Post-Rockapella life is a loony, fun-filled, "Jane, stop this crazy thing!" blur of Seantastic activity. Having deposed that soul-sucking shrew, Democracy, Seanarchy is proving to be a viable, if all-consuming, career support system -- fortunate, given the sudden dearth of scapegoats.

In my new career as Master of My Own Wee Domain, I sport a bevy of hats that would make Bella Abzug blush proud and quiver apoplectic: singer, songwriter, publisher, manager, booking agent, publicist, stylist, personal trainer, matchmaker, psychic Svengali, fluffer, multi-grip autoerotic lovin' machine, bowel-quality monitor and ever-vigilant censor. Each of these smooth-talking, pec-flexing, hairy-palmed boy wonders claims to be the hardest working man in showbiz. Feh! Damned liars, all!
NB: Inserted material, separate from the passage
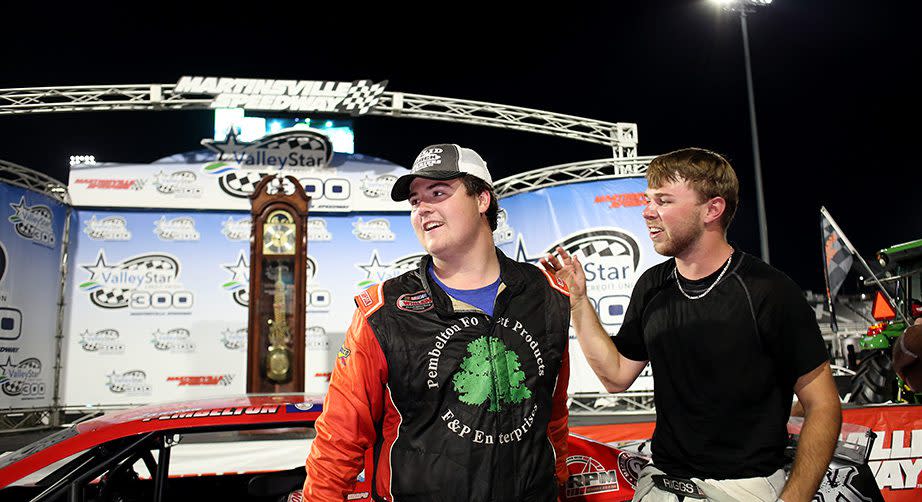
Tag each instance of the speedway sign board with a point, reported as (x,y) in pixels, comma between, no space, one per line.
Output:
(356,98)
Here's what I and my hand-picked harem of cheek-bone-implanted, widow's-peaked divorcés have been up to in my first six months as a solo conglomerate. To keep you coming back for more, this "state of the Seanosphere" address will appear in installments over the next eight days.
seanDEMOnium
My independent CD, seanDEMOnium, can now be purchased through Virtual Voices (800/711-3627). Founded by my pal Mike Mendyke of Five O'Clock Shadow, this new marketing enterprise will soon stock a variety of merSEANdise, including personal wardrobe items and my legendary shorn braids.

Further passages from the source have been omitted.